В клубе он часто виделся с Костелло, Сигелом и одним французом, другом Фрэнка, давним партнером Оуни Маддена, по имени Биг Френч Леманж. Так как он был французским гражданином, Биг Френч смог официально оборудовать склады на островах Сен-Пьер и Микелон, что помогло ему наладить бесперебойную доставку морским путем лучших напитков французского производства, в основном шампанского «Мойэ э Шандон» и коньяка «Хеннесси». Иметь такого человека в друзьях означало не испытывать перебоев в снабжении этими дорогими сортами алкоголя, столь горячо почитаемыми полуночниками и любителями хорошо погулять. Чтобы не испытывать больше острого недостатка в товаре, как это случилось совсем недавно, Чарли платил наличными и сумел сделать огромные запасы спиртного.
Фрэнк Костелло, составив новый список крупных функционеров, получавших, по его собственным словам, деньги в обе лапы, чтобы больше входило, поставил «смазной банк», к великому огорчению Мейера Лански, в довольно трудное положение.
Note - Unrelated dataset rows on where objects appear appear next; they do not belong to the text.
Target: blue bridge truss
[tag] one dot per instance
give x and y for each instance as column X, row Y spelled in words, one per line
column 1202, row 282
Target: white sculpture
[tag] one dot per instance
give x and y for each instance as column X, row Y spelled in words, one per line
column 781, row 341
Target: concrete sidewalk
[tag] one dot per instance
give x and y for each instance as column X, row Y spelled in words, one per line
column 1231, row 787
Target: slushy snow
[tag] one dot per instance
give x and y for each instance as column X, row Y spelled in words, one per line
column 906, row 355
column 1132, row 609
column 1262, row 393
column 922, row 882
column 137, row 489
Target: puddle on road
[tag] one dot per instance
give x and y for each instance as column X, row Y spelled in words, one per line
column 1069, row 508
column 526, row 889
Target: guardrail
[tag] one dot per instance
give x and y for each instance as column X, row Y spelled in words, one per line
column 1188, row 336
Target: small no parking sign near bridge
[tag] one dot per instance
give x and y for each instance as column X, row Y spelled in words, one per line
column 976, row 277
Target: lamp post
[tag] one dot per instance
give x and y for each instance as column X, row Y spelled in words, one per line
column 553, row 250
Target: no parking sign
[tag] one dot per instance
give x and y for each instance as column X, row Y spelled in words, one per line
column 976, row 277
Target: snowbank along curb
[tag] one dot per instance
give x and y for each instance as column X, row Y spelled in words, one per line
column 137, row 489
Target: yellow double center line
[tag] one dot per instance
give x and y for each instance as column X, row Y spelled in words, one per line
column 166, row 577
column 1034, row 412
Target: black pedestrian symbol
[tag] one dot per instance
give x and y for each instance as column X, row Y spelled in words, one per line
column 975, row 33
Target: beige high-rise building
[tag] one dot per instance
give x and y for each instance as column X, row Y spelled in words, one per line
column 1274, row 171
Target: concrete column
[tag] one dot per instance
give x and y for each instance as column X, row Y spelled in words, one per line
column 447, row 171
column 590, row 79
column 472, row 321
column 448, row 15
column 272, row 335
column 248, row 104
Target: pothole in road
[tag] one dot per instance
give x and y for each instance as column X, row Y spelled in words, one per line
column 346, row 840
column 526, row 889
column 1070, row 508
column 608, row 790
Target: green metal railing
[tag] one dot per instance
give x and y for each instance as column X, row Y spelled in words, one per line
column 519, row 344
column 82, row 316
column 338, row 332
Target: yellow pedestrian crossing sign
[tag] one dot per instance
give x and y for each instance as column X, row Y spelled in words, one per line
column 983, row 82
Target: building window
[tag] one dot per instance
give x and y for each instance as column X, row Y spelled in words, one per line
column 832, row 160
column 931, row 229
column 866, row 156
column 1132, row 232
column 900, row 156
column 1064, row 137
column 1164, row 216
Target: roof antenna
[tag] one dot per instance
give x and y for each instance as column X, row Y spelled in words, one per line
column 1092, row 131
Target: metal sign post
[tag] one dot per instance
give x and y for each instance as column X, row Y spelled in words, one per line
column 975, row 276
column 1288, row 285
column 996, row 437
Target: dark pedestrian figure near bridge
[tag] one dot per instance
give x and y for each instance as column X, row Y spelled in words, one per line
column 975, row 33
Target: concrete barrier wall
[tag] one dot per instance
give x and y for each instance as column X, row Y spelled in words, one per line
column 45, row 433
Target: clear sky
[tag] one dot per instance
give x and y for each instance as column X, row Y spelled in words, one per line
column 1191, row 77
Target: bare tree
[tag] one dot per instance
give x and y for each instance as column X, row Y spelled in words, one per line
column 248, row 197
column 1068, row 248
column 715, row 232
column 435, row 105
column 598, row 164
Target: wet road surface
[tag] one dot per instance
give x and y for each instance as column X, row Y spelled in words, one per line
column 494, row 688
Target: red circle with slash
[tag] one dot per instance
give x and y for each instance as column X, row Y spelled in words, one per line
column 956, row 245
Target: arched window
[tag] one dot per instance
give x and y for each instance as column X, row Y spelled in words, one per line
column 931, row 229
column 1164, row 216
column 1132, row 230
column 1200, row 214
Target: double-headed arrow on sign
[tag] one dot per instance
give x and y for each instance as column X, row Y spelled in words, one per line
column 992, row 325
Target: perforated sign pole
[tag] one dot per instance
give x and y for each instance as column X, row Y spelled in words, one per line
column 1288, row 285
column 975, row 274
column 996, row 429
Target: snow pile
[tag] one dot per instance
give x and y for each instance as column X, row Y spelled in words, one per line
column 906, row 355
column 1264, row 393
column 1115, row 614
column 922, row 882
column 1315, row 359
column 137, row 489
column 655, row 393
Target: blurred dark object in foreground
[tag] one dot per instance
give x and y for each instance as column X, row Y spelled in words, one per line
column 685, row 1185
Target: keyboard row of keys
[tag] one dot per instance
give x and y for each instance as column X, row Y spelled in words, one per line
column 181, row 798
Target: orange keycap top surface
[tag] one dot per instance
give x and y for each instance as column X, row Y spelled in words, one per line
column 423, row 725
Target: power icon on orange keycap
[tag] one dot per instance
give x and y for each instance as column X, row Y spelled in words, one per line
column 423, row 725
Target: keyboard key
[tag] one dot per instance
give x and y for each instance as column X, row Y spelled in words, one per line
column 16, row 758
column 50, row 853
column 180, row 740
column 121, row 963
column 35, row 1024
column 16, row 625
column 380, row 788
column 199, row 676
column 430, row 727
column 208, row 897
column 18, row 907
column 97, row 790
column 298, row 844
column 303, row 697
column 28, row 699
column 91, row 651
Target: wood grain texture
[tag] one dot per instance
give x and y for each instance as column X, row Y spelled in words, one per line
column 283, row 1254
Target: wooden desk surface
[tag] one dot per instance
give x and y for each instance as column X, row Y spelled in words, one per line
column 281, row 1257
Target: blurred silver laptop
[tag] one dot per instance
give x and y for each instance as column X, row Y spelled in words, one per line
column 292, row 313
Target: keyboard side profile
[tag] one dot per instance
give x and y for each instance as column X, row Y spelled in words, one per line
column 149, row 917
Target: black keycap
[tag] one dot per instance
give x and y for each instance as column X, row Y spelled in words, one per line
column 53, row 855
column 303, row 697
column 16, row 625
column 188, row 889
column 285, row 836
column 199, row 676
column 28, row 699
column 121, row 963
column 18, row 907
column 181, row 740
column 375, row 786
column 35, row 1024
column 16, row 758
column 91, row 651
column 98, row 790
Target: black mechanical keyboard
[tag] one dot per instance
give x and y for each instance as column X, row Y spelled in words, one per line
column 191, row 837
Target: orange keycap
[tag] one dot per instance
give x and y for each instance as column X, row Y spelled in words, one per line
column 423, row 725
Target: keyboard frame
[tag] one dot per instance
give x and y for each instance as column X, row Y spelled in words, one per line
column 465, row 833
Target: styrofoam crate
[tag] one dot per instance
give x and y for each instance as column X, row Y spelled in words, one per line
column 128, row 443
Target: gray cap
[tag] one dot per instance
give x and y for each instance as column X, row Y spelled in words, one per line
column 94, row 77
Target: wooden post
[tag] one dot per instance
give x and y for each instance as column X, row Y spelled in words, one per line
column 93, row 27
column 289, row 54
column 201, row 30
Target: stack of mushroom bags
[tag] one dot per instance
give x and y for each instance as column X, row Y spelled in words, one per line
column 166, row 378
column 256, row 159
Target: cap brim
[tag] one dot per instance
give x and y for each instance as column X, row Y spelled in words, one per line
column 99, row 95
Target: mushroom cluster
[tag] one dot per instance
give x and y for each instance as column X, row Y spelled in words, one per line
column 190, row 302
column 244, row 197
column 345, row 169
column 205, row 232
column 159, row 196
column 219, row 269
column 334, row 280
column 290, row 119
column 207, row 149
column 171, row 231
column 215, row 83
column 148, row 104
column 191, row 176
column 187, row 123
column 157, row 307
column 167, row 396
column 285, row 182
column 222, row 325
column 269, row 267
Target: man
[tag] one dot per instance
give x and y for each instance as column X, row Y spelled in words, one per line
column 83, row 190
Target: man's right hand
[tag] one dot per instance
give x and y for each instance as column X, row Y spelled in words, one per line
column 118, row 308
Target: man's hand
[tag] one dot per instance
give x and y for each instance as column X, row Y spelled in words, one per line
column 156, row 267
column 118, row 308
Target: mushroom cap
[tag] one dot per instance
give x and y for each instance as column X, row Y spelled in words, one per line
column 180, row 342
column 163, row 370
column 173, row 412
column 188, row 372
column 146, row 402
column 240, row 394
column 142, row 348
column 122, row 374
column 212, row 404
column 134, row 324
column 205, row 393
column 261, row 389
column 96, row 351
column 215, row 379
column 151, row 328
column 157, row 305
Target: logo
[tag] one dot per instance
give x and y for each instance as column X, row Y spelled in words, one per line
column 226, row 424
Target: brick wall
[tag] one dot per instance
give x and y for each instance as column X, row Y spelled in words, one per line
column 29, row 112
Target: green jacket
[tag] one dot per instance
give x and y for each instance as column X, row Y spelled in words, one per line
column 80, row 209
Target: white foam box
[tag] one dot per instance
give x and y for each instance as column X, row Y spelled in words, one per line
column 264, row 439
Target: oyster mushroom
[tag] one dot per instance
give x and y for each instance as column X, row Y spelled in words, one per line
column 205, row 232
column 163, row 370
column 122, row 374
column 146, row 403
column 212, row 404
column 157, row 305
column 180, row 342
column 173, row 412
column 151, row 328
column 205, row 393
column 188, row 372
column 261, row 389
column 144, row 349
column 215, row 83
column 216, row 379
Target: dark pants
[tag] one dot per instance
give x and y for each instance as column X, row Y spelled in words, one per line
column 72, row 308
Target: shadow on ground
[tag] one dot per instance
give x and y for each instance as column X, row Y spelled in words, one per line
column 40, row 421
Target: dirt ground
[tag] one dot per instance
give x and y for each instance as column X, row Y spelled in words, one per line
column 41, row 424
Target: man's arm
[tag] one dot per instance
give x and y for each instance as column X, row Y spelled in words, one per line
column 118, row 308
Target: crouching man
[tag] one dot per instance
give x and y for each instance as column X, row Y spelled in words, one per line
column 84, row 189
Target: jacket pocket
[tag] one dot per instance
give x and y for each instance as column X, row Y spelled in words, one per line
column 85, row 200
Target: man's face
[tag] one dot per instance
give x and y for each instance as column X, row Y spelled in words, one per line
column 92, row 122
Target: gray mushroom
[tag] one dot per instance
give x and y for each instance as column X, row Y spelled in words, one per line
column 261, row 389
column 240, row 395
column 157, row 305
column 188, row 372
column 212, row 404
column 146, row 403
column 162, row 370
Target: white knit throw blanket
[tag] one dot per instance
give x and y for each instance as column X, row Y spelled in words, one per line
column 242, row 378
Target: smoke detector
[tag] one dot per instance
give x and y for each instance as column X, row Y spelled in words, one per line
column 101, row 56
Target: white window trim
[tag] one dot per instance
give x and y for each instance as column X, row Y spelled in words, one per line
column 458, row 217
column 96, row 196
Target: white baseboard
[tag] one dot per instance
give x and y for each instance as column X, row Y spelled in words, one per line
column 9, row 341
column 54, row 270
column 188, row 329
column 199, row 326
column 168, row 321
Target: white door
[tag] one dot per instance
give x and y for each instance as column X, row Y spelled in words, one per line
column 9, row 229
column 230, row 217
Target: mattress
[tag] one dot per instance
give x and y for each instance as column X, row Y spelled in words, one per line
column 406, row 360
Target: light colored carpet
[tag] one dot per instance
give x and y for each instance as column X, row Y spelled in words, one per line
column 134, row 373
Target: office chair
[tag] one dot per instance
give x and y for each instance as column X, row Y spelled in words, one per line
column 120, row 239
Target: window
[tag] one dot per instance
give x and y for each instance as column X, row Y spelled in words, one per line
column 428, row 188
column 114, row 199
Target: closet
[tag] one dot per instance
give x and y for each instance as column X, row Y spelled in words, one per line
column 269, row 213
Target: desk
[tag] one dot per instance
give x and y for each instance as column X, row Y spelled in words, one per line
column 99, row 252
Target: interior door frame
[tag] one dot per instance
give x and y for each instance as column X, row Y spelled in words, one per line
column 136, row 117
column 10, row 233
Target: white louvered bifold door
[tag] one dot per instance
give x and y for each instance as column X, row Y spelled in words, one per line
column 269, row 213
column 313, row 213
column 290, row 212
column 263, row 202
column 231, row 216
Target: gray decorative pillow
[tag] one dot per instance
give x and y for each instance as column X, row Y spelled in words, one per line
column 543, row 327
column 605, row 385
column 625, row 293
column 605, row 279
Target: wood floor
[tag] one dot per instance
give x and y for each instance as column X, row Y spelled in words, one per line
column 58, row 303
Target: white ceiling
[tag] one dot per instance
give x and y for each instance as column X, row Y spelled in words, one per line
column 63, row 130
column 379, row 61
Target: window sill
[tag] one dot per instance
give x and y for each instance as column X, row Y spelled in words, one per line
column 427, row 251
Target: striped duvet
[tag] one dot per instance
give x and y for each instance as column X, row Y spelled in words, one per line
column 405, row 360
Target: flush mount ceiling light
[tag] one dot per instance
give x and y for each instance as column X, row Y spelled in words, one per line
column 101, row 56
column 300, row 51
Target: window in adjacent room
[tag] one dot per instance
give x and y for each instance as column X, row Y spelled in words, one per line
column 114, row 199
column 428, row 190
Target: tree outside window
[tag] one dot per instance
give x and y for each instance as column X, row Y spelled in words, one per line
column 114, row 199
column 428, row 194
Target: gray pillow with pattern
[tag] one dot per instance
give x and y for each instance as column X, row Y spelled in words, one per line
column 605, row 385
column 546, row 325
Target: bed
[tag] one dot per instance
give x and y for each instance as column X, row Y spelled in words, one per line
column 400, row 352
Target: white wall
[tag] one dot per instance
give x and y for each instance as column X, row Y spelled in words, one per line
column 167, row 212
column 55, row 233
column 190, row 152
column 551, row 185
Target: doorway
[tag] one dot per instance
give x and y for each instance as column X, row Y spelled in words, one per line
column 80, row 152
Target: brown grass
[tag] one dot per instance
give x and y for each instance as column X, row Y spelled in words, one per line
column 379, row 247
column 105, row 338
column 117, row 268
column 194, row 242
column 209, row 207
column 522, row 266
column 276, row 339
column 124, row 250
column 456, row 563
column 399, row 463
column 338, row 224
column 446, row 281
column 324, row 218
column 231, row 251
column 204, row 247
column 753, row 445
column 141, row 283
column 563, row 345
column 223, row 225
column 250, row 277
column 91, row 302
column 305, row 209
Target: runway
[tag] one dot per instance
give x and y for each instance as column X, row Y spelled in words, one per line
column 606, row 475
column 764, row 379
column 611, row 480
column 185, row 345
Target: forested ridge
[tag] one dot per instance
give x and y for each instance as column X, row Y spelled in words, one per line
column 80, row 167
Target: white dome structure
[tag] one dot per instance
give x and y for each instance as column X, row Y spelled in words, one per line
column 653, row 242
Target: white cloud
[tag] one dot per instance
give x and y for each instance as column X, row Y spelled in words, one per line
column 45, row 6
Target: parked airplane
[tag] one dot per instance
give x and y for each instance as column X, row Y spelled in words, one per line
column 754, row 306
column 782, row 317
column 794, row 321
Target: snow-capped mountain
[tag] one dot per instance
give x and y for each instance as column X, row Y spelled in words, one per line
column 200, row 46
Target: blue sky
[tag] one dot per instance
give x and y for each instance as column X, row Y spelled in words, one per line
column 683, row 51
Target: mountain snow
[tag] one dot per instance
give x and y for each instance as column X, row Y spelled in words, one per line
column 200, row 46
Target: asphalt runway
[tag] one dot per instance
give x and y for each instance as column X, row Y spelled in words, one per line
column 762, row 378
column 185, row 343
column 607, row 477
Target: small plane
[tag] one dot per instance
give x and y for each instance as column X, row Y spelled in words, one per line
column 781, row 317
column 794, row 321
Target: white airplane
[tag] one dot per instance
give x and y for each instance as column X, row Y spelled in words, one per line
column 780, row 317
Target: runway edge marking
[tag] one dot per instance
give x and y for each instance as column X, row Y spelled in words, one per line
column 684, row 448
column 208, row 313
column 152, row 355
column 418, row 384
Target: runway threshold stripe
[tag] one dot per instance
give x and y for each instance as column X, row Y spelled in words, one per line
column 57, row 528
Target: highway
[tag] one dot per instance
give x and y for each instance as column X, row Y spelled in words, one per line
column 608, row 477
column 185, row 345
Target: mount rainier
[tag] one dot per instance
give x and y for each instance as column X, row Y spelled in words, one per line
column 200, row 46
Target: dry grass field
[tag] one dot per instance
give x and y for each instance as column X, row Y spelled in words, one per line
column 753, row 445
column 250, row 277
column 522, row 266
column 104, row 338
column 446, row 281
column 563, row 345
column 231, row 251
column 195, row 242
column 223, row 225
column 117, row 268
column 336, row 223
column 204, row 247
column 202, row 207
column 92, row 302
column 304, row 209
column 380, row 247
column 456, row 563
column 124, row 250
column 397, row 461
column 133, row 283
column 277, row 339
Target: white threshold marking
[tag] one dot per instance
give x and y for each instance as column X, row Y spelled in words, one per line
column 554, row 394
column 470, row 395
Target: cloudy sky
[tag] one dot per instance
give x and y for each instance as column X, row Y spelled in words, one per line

Приходилось раздавать миллионы долларов. В том числе значительные суммы предназначались для нью-йоркской полиции. Так, если в 1924 году главный шеф полиции Джозеф А. Уоррен получал двадцать тысяч долларов в неделю, то его преемнику Гроверу А. Уоллену в 1926 году каждую пятницу вручалось пятьдесят тысяч, причем самым неожиданным способом.
Один молодой человек по имени Джо Куней, прозванный своими приятелями Джо Куун, что приводило его в бешенство («куун» на арго означает «негр», а Джо был ярым расистом), приносил деньги в здание городского муниципалитета под видом электрика. Его ящик для инструментов и довольно вместительная сумка были до отказа набиты долларами в мелких купюрах. Чтобы сохранять за собой место шефа полиции, нужно было проявлять осторожность… Джо Кууни выполнял свое поручение весьма успешно и без всяких осложнений. Следует, пожалуй, отметить, что он был ирландцем, как и большинство нью-йоркских полицейских.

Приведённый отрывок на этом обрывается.